An open API service indexing awesome lists of open source software.

https://github.com/De-Zoomer/ComfyUI-DeZoomer-Nodes

A collection of custom nodes for ComfyUI.
https://github.com/De-Zoomer/ComfyUI-DeZoomer-Nodes

Last synced: about 1 month ago
JSON representation

A collection of custom nodes for ComfyUI.

Awesome Lists containing this project

README

        

# ComfyUI DeZoomer Nodes

A collection of custom nodes for ComfyUI. Currently includes:

1. [**Video Captioning Node**](#video-captioning-node)
2. [**Caption Refinement Node**](#caption-refinement-node)

---

## Installation

### Option 1 (Recommended): Install via ComfyUI-Manager
1. Install [ComfyUI-Manager](https://github.com/Comfy-Org/ComfyUI-Manager)
2. Open ComfyUI
3. Click on "Manager" tab
4. Click on "Custom Nodes Manager"
5. Search for "DeZoomer"
6. Click "Install" on "ComfyUI-DeZoomer-Nodes"

### Option 2: Manual Installation

Click to expand

1. Clone this repository into your ComfyUI's `custom_nodes` folder:
```bash
git clone https://github.com/De-Zoomer/ComfyUI-DeZoomer-Nodes.git
```

2. Install the required dependencies:
```bash
cd ComfyUI-DeZoomer-Nodes
pip install -r requirements.txt
```

3. If you're using the portable version of ComfyUI, run this command in the ComfyUI_windows_portable folder:
```bash
python_embeded\python.exe -m pip install -r ComfyUI\custom_nodes\ComfyUI-DeZoomer-Nodes\requirements.txt
```

---

### Video Captioning Node

Takes video frames and generates detailed captions using the Qwen2.5-VL model.

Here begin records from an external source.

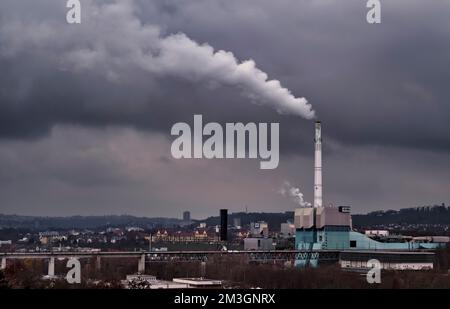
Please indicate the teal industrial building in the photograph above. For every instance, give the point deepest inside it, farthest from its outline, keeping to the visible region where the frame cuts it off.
(321, 229)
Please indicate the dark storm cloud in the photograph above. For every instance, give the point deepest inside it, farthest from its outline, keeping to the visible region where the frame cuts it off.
(383, 84)
(380, 90)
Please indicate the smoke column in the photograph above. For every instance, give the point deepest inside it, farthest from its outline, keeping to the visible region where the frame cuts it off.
(112, 41)
(294, 193)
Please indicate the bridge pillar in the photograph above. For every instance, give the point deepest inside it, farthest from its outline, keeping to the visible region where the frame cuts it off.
(51, 267)
(98, 263)
(141, 264)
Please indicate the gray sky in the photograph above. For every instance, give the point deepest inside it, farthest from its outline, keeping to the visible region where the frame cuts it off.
(86, 110)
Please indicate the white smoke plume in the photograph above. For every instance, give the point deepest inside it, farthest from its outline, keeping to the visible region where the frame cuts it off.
(294, 193)
(112, 41)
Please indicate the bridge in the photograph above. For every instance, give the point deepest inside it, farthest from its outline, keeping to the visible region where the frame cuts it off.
(143, 257)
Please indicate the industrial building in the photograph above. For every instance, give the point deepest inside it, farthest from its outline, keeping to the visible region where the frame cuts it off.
(321, 228)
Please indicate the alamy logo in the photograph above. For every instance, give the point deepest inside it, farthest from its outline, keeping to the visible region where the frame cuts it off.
(374, 273)
(74, 13)
(374, 14)
(190, 143)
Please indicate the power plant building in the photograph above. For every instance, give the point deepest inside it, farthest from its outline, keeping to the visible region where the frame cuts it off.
(330, 228)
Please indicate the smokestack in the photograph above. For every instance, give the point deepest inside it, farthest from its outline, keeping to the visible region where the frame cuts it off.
(223, 224)
(318, 166)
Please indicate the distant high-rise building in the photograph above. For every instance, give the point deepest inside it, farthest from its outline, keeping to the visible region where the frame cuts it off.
(223, 224)
(186, 216)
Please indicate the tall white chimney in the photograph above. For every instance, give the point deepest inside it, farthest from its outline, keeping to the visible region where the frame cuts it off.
(318, 166)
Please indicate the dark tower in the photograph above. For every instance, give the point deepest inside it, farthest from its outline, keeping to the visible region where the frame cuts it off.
(223, 224)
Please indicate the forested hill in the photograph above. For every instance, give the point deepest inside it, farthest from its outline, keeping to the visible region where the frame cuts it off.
(418, 215)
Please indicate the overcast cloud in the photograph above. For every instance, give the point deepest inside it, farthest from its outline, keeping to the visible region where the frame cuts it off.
(86, 110)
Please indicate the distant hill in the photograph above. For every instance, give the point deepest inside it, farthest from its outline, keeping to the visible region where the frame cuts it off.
(425, 215)
(82, 222)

![Video Captioning Node](docs/images/video_captioning.png)
[Example Workflow](example_workflows/video_captioning.json)

#### Parameters

- **Images**: Input video frames to process (ComfyUI's IMAGE type)
- **User Prompt**: Detailed instructions for what aspects to analyze (default provided)
- **System Prompt**: Instructions for the model's behavior and output style
- **Model Name**: Qwen2.5-VL model to use (default: "Qwen/Qwen2.5-VL-7B-Instruct")
- **Temperature**: Controls randomness in generation (default: 0.3)
- **Use Flash Attention**: Enables faster attention implementation (default: True)
- **Low CPU Memory Usage**: Optimizes for low CPU memory usage (default: True)
- **Quantization Type**: Memory optimization (4-bit or 8-bit)
- **Seed**: Random seed for reproducible generation

It's a porting node from [@cseti007](https://github.com/cseti007) on his [Qwen2.5-VL-Video-Captioning](https://github.com/cseti007/Qwen2.5-VL-Video-Captioning).
The node processes video frames and generates comprehensive descriptions covering:
- Main content and characters
- Object and character details
- Actions and movements
- Background elements
- Visual style
- Camera work
- Scene transitions

#### Requirements

- CUDA-compatible GPU (recommended)
- At least 16GB of GPU memory for optimal performance

---

### Caption Refinement Node

Takes a caption and refines it using the Qwen2.5 model.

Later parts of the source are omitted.